Most of my ever-changing my schedule info. when i can get my elderly secretary (unfortunately myself) to type it up, is posted on my web page www.davidamram.com under Upcoming Events.

And my e-mail amramdavid@aol.com is always the best way to reach me as I carry my laptop with me everywhere, and Facebook, MySpace, etc., is hard to deal with and not always reliable!

You might find it fun to access an old performance of my 1971 Rondo a la Turca on the Internet for FREE!!!

The person who is conducting the Chicago Symphony and playing the middle eastern flute (who looks like my grandson) is actually a much younger looking me in 1977, recording for a PBS network TV show about my music. Pepper Adams and Jerry Dodgion are also playing.
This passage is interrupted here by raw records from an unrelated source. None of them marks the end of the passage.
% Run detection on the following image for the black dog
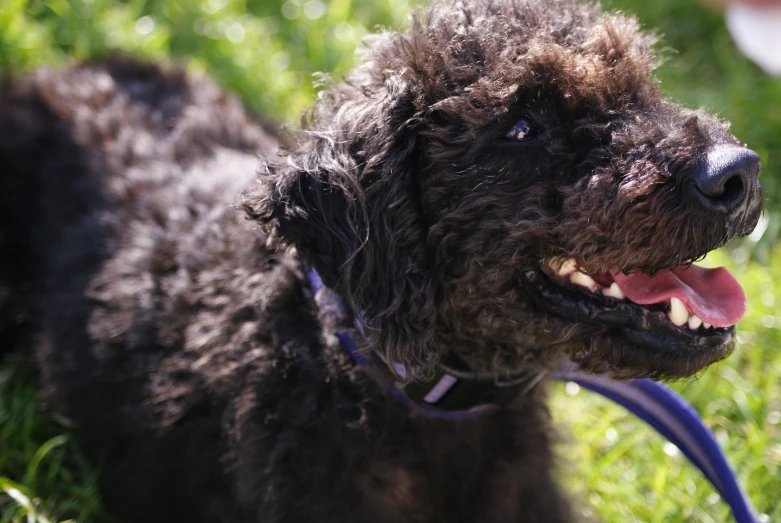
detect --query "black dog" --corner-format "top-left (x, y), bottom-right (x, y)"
top-left (0, 0), bottom-right (761, 523)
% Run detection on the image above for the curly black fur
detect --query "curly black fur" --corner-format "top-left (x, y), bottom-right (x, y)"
top-left (0, 0), bottom-right (760, 523)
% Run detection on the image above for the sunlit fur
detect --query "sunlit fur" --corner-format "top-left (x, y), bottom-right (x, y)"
top-left (243, 0), bottom-right (761, 376)
top-left (0, 0), bottom-right (760, 523)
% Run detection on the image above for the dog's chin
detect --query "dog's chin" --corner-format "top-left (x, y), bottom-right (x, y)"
top-left (525, 263), bottom-right (742, 378)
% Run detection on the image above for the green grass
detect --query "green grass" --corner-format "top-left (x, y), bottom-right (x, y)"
top-left (0, 0), bottom-right (781, 523)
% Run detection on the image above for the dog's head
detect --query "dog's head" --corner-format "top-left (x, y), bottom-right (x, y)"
top-left (243, 0), bottom-right (761, 376)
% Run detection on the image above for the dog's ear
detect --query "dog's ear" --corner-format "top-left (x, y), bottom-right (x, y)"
top-left (242, 81), bottom-right (435, 370)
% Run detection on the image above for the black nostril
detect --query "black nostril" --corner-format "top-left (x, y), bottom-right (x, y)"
top-left (692, 146), bottom-right (761, 212)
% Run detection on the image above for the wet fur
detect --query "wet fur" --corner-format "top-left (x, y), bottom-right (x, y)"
top-left (0, 0), bottom-right (759, 523)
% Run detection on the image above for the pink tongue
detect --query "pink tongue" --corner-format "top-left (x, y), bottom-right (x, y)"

In 1977, most of members of the Chicago Symphony who appear on the recording of this performance had never heard, much less ever played, very much music from the Middle East, and since I write everything out on paper accurately to indicate the way it should be played, that's what they were playing, and they actually began to sound like the Radio Beirut Orchestra, and suddenly as the piece went on, they started feeling something different than they had ever felt before, as they played.

It is really fun to watch their faces as they started getting ingo the old time magical groove that Middle eastern music creates and takes you into.
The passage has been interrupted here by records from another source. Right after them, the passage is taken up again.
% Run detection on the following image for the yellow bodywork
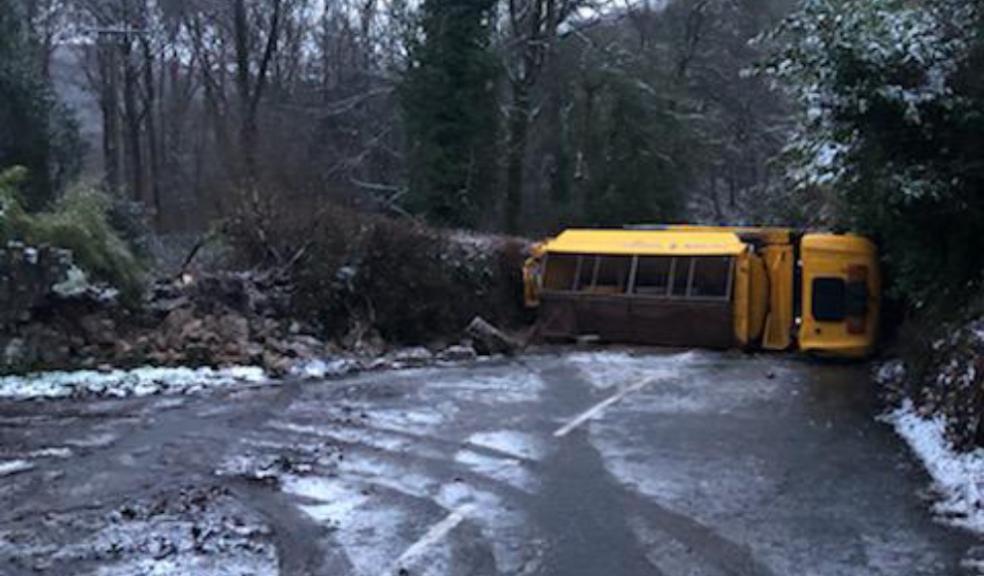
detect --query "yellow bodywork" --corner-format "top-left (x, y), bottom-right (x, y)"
top-left (799, 234), bottom-right (881, 357)
top-left (523, 225), bottom-right (881, 357)
top-left (542, 229), bottom-right (748, 256)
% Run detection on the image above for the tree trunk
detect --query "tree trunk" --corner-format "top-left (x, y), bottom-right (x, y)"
top-left (97, 39), bottom-right (120, 195)
top-left (141, 37), bottom-right (162, 230)
top-left (506, 81), bottom-right (530, 234)
top-left (123, 39), bottom-right (144, 202)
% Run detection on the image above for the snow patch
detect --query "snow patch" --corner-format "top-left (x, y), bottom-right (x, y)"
top-left (0, 460), bottom-right (34, 477)
top-left (468, 430), bottom-right (543, 460)
top-left (454, 450), bottom-right (536, 493)
top-left (568, 352), bottom-right (701, 389)
top-left (881, 400), bottom-right (984, 532)
top-left (290, 358), bottom-right (360, 380)
top-left (0, 366), bottom-right (268, 400)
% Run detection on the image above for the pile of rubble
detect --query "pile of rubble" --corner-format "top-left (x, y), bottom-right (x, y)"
top-left (0, 255), bottom-right (509, 378)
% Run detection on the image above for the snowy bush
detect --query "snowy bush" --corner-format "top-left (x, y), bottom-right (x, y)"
top-left (0, 168), bottom-right (141, 294)
top-left (758, 0), bottom-right (984, 299)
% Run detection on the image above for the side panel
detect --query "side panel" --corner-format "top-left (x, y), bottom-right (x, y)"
top-left (799, 234), bottom-right (881, 357)
top-left (762, 244), bottom-right (794, 350)
top-left (732, 252), bottom-right (769, 346)
top-left (732, 252), bottom-right (752, 346)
During the first few minutes of the piece, you can see the musicians all playing up a storm but looking as if they were thinking that I was an alien from another planet in outer space, and had brought some extra terrestrial music with me for them to play.

And then as the piece progresses, you can see, as well as hear, that by the end of the piece, the idiom of this music got them excited enough to be actually enjoying playing it!!

And playing it really well!

That's what music, like film, novels, poetry, painting, dance, language and good HOME COOKING does for all of us.

It takes you to that place from where it comes, and makes you feel that you now have a new home in a new part of the world.

I send cheers from that endless road and wish you joy and energy for all you do

David

Hi Tamm E!

I was just saying that you knocked this out of the park with TGJN. We have needed something like this for so long and I am telling my friends about this. I said that it is sort of like a myspace for jazz but it is actually so much more. This is real. The people here truly love jazz and we know people like that are not your average people.

I have felt for a long time that straight-ahead jazz has been slipping away from us. I have hope now that there will be a resurgence (or shall I say an insurgency:-) to bring this baby back full force!

You just knocked it out of the park. Thanks again.